Dès le début de la thérapie, le psychopraticien certifié doit attirer l’attention de son client sur ses droits et souligner les points suivants : – type de méthode employé (s’il le juge approprié à la situation du client). Il précise les conditions de travail (y compris les conditions d’annulation ou d’arrêt), – durée présumée du traitement, – conditions financières (honoraires, prises en charge, règlement des séances manquées), – secret professionnel, – possibilité de recours en cas de litige. Le patient/client doit pouvoir décider lui-même si et avec qui il veut entreprendre un traitement (libre choix du thérapeute). Le psychopraticien certifié est dans l’obligation d’assumer ses responsabilités compte tenu des conditions particulières de confiance et de dépendance qui caractérisent la relation thérapeutique. Il y a abus de cette relation à partir du moment où le psychopraticien certifié manque à son devoir et à sa responsabilité envers son patient/client pour satisfaire son intérêt personnel (par exemple, sur le plan sexuel, émotionnel, social ou économique). Toute forme d’abus représente une infraction aux directives déontologiques spécifiques concernant la profession de psychopraticien certifié. L’entière responsabilité des abus incombe au psychopraticien certifié. Tout agissement irresponsable dans le cadre de la relation de confiance et de dépendance créée par la psychothérapie constitue une grave faute professionnelle.
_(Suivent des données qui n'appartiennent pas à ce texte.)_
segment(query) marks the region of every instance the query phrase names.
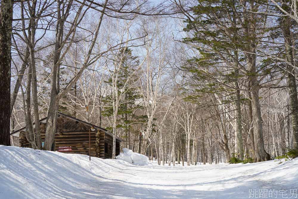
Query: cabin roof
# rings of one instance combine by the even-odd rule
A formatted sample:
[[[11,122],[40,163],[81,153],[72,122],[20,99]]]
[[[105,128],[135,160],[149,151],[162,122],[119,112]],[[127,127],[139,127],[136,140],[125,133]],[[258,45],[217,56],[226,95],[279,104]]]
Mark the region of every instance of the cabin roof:
[[[81,123],[82,123],[82,124],[86,124],[86,125],[87,125],[87,126],[89,126],[90,127],[92,127],[92,126],[93,126],[94,127],[94,128],[95,128],[95,129],[98,129],[98,130],[101,130],[101,131],[103,131],[104,132],[107,134],[113,137],[113,134],[111,133],[109,131],[106,129],[104,129],[103,128],[101,128],[101,127],[98,127],[97,126],[95,126],[95,125],[93,125],[92,124],[91,124],[90,123],[86,122],[83,121],[83,120],[81,120],[79,119],[77,119],[77,118],[74,118],[72,116],[71,116],[70,115],[66,115],[65,114],[64,114],[64,113],[62,113],[60,112],[58,112],[58,117],[59,116],[62,116],[63,117],[64,117],[66,118],[69,118],[71,119],[74,120],[75,121],[77,121],[78,122],[80,122]],[[41,119],[39,120],[40,124],[41,123],[42,123],[44,124],[46,124],[47,118],[47,117],[45,118],[44,118],[42,119]],[[33,124],[33,127],[35,127],[35,123]],[[24,129],[26,129],[26,127],[25,127],[22,128],[21,129],[20,129],[18,130],[17,130],[16,131],[14,131],[13,132],[10,133],[10,135],[13,135],[13,136],[14,136],[15,137],[17,137],[18,138],[19,137],[20,135],[20,132],[21,132],[21,131],[23,131]],[[118,137],[117,136],[116,136],[116,139],[117,140],[119,140],[120,141],[121,141],[122,142],[125,142],[125,141],[124,141],[124,140],[119,138],[119,137]]]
5 • Obligation de fournir des informations exactes et objectives

Les informations fournies au patient-client concernant les conditions dans lesquelles se déroule le traitement doivent être exactes, objectives et reposer sur des faits. Toute publicité mensongère est interdite. Exemples : – promesses irréalistes de guérison, – référence à de nombreuses approches thérapeutiques différentes, ce qui laisserait supposer une formation plus étendue qu’elle ne l’est en réalité, – formations entamées et non terminées.

6 • Relations professionnelles avec les collègues

Si nécessaire, le psychopraticien certifié doit travailler de manière interdisciplinaire avec des représentants d’autres sciences, dans l’intérêt du patient/client.
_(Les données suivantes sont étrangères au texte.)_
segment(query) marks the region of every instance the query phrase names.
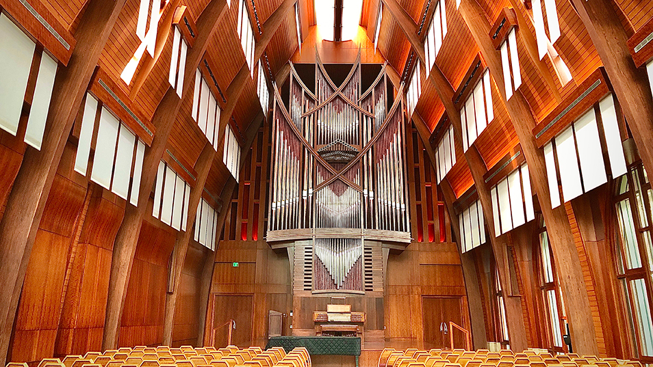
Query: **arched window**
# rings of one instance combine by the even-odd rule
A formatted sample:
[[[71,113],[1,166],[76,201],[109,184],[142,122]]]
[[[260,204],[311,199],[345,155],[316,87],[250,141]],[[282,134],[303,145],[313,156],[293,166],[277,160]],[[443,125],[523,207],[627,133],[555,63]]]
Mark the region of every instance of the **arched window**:
[[[617,273],[627,303],[637,355],[653,362],[653,191],[641,164],[616,181]]]
[[[537,267],[539,280],[543,315],[546,318],[546,344],[548,349],[556,352],[566,352],[563,335],[567,332],[567,317],[565,304],[558,285],[557,274],[549,236],[544,226],[544,219],[539,215],[539,228],[535,234],[537,243]]]

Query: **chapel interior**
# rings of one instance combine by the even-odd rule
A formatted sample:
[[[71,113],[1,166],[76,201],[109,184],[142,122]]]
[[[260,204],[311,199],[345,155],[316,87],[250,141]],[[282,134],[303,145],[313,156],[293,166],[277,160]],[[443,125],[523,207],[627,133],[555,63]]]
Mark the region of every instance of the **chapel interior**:
[[[0,0],[0,366],[653,366],[652,41],[650,0]]]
 7 • Principes déontologiques concernant la formation

Ces principes déontologiques s’appliquent également, par analogie, aux rapports entre formateurs et élèves.
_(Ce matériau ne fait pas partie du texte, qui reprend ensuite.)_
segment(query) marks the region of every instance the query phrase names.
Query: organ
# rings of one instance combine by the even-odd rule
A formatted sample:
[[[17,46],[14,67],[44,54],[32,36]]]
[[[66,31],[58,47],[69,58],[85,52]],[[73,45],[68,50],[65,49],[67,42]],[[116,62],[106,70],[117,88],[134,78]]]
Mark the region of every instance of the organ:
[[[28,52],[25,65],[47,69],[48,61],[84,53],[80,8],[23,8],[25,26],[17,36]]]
8 • Contribution à la Santé publique

La responsabilité des psychopraticiens certifiés au niveau de la société exige qu’ils travaillent à contribuer au maintien et à l’établissement de conditions de vie susceptibles de promouvoir, sauvegarder et rétablir la santé psychique, la maturation et l’épanouissement de l’être humain.

9 • Recherche en psychothérapie

Afin de promouvoir l’évolution scientifique de la psychothérapie et l’étude de ses effets, le psychopraticien certifié doit, dans la mesure du possible, collaborer à des travaux de recherche entrepris dans ce sens. Les principes déontologiques définis plus haut doivent également être respectés à l’occasion de ces travaux de recherche et lors de leur publication. Les intérêts du patient/client restent prioritaires.

10 • Infractions aux règles de déontologie

Les sociétés nationales sont dans l’obligation de créer des instances de recours et d’arbitrage en cas de litige.

11 • Obligations des organismes nationaux de l’EAP

Les organismes nationaux doivent exiger que leurs membres praticiens établissent des règles déontologiques compatibles avec les principes du code de déontologie de l’EAP.